Readymade Breakup has lots of love for Y’town
By JOHN BENSON
In the Kevin Bacon sense, you’d think New Jersey rock band Readymade Breakup is involved in the six degrees of Youngstown.
The Asbury Park-based band is naturally in the shadow of fellow Garden State rocker Bruce Springsteen, who famously recorded the song “Youngstown.” So the notion that Readymade Breakup would be infatuated with Mahoning County makes sense. That is, until the band’s leader, Paul Rosevear, reveals his dirty little secret regarding his lack of The Boss knowledge.
“Oh, wow, Springsteen has a song called ‘Youngstown?’” Rosevear asked. “Actually, it’s sacrilege, but only recently I have really begun digging into Springsteen, getting to know him and appreciating him. I think growing up in Jersey, you sort of take it for granted and are so inundated with Bruce being from here that I just wrote it off. It’s like you’re fishing for something else, and you want to do your own thing. And then as I got older and started to go through his older stuff; he’s an incredible writer.”
Sure, that makes sense, but Rosevear needs to explain why his band has serious Youngstown love. Over the past few years, the quartet has played roughly half a dozen shows here, with yet another one booked for Saturday at the Lemon Grove.
“We love Youngstown, and I’m not just saying that,” Rosevear said. “I don’t know, we just rolled in that very first time with low expectations. and you never know what to expect: a great show, a terrible show, a great crowd, etc. So we rolled in, had such a great time, met all of these great people, and as we left town the next day, we were saying to ourselves ‘Hell yeah, Youngstown. Hell yeah, Youngstown.’ We kept saying it to the point now that it’s become a little bit of a mantra.

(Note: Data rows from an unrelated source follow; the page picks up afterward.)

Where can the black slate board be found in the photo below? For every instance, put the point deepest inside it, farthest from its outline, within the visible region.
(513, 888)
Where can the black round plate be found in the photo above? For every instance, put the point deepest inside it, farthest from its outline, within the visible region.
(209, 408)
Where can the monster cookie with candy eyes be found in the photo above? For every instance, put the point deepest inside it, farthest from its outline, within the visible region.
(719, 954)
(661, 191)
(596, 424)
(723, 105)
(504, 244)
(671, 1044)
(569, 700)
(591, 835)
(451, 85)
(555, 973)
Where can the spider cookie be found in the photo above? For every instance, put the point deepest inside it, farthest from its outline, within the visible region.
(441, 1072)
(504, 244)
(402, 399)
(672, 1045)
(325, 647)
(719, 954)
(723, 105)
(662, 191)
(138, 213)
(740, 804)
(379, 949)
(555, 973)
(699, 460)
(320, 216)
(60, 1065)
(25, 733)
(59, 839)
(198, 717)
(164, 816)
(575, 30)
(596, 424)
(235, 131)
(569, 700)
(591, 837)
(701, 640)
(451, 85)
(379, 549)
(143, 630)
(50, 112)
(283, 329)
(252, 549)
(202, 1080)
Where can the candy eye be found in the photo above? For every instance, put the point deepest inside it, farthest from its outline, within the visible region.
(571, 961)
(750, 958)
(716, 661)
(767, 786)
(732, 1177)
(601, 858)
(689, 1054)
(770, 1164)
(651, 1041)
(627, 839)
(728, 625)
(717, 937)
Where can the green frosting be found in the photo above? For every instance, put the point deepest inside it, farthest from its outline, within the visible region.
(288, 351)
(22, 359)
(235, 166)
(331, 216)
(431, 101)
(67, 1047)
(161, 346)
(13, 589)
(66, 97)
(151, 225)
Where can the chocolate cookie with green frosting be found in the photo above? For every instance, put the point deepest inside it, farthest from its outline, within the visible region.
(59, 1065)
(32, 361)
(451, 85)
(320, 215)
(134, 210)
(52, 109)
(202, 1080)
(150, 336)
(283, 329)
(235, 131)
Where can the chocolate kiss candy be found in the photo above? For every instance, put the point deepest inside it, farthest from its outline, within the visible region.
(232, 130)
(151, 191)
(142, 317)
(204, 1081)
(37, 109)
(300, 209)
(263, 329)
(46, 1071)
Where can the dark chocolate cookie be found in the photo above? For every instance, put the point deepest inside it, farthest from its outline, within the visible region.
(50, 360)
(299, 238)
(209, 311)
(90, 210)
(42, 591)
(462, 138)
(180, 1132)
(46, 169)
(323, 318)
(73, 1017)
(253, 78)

“Then months later, it spilled over into anytime we were going on the road, even if we weren’t playing Youngstown, we would be like ‘Hell yeah, Youngstown. Hell yeah, Youngstown.’ It came to symbolize what we love about traveling and enjoying ourselves and having a good time and meeting great people and sharing our music. So we have a deep affinity for Youngstown, for sure.”
Rosevear said Readymade Breakup has a new album due out this fall, with plans on playing some of its newest material for fans. This includes the driving song “Just” and the ’90s guitar-sounding “Bravest Smile.”
“We’re a rock band, yet we venture into all different styles,” Rosevear said. “It’s hard to describe. We just played a show a couple of nights ago and someone said we sound like Weezer, while another person said U2. I don’t know if I endorse those opinions but we all bring different influences. We’re all big classic-rock fans like The Beatles and Led Zeppelin, and then we love Pearl Jam.”
Though the group’s new CD is still untitled, Rosevear said the band has been tossing around its popular mantra as a possibility.
“We’re certainly considering ‘Hell Yeah, Youngstown,’” Rosevear said. “If it doesn’t get the album title, then it certainly deserves being its own song.”
Considering Cleveland has Ian Hunter’s “Cleveland Rocks,” the currently unwritten “Hell Yeah, Youngstown” could become our anthem of the future.